Biography

At the peak of the Pie's inscrutably monstrous success -- Performance: Rockin' the Fillmore -- amiable maniac Steve Marriott brandished one of the most annoying voices in rock: a hectoring, sandpaper parody of black authenticity. With the group's platform boots and troglodyte riffing crushing the subtlety out of blues standards, Fillmore featured a 16-minute slaughter of Muddy Waters' "Rollin' Stone" that typified the band's "appeal." Now unlistenable, this stuff then was considered soulful, perhaps as a populist headbanging antidote to the smarmy "good taste" of the singer/songwriters who dominated radio.

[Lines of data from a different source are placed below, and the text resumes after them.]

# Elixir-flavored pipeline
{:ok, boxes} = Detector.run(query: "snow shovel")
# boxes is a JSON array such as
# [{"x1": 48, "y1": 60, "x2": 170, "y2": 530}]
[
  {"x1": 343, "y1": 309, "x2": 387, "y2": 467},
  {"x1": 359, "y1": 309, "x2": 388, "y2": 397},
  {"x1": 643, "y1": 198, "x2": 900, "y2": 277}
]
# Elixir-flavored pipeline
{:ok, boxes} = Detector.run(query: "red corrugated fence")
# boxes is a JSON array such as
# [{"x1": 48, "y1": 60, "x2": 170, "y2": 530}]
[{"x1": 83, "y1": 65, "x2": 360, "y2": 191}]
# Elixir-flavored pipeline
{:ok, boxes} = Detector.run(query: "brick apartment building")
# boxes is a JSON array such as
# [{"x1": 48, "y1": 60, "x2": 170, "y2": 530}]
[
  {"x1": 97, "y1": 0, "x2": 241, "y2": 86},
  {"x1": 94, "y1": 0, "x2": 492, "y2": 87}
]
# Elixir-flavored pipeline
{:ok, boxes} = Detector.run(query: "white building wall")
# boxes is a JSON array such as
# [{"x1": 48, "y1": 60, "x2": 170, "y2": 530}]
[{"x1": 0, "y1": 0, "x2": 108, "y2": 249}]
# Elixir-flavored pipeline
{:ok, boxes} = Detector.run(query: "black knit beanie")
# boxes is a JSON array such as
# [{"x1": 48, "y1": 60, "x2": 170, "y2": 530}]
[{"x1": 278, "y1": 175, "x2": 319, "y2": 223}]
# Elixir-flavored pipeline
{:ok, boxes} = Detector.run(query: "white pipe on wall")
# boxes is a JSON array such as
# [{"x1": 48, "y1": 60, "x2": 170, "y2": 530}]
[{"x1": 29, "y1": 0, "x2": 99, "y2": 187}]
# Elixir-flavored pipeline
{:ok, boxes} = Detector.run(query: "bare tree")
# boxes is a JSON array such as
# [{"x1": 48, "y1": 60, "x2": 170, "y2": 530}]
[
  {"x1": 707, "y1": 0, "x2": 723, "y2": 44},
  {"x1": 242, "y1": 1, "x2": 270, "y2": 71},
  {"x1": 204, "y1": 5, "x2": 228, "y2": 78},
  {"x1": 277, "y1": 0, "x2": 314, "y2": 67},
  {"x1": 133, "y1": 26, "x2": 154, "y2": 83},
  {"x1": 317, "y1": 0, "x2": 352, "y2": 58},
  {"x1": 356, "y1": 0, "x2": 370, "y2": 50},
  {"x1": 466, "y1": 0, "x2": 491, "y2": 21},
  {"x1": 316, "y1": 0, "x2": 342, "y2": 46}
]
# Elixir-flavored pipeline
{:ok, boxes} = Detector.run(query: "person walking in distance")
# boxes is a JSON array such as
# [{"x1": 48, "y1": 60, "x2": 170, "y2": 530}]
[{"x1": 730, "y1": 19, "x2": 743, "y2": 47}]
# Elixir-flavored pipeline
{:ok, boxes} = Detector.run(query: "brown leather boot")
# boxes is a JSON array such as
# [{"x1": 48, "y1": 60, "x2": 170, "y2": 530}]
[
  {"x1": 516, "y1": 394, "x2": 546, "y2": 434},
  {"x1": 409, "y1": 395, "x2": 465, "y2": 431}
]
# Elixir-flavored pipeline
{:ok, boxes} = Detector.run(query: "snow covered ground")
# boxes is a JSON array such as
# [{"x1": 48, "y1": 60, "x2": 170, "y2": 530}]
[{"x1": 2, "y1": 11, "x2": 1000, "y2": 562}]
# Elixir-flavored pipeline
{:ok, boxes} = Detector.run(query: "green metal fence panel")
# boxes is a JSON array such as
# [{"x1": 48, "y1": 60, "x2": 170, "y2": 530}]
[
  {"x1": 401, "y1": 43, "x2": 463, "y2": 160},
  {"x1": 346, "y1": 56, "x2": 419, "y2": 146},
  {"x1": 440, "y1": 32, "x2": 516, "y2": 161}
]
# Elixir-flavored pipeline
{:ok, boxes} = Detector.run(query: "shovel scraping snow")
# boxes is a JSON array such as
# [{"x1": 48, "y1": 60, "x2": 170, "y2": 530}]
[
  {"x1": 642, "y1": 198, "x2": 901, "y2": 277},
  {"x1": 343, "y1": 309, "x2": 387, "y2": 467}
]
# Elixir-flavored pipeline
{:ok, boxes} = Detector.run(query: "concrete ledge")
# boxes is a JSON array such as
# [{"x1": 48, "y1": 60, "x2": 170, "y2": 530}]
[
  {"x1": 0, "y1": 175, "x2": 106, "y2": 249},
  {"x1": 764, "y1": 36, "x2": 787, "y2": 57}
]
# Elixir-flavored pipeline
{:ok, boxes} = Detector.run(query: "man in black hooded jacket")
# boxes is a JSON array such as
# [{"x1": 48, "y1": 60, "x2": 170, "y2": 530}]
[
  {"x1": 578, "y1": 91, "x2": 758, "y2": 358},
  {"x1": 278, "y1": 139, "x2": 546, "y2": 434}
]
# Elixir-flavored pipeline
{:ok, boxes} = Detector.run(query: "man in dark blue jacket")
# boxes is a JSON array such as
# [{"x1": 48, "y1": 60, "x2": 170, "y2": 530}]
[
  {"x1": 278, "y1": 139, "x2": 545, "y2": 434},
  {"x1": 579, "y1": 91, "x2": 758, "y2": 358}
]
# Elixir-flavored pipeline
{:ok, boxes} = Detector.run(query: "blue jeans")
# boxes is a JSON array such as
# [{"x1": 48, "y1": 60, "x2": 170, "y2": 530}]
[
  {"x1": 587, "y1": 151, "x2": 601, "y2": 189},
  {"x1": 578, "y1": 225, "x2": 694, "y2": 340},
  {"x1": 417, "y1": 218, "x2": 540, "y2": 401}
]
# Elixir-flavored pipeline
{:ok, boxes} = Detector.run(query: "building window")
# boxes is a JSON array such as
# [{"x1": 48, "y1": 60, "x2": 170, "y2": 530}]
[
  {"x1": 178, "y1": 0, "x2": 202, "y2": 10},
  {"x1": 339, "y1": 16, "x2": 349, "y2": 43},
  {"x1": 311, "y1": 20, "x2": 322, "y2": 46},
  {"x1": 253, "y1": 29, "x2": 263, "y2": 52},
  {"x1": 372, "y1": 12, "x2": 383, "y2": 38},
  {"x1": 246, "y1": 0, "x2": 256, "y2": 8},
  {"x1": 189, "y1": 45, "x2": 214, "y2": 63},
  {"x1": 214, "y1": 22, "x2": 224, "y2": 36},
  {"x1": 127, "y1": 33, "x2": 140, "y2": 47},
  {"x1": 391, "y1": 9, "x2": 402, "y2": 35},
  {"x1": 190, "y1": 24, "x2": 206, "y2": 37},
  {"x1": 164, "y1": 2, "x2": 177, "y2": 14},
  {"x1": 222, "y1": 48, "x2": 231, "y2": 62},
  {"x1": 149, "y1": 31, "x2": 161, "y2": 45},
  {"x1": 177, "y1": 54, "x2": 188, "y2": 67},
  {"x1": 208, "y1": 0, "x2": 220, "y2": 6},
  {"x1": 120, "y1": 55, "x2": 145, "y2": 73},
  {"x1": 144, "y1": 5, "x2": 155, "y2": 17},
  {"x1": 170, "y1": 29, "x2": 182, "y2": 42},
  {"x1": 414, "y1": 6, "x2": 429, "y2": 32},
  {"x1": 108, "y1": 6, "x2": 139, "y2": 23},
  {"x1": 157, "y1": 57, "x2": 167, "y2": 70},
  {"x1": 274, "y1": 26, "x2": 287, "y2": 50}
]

For Marriott, at least artistically, such tripe was a bringdown. Having begun as a snappy popster with Small Faces, he formed Humble Pie in 1968 as a progressive outfit whose first two albums weren't bad, no matter how fawning their homage to the Band. Rock On hit harder, but still nodded toward taste. Peter Frampton helped keep things tuneful. Formerly of the Herd and later to find megastardom as a heartthrob, Frampton on guitar balanced Marriott like sweet does sour. Soon enough, though, Humble Pie headed for the boogie wastelands, never to return.

With more than 30 cuts, Hot 'n' Nasty is enough Humble Pie for anyone; the King Biscuit CD features characteristic live work from 1973 -- powerful in a neanderthal kind of way. (P.E.)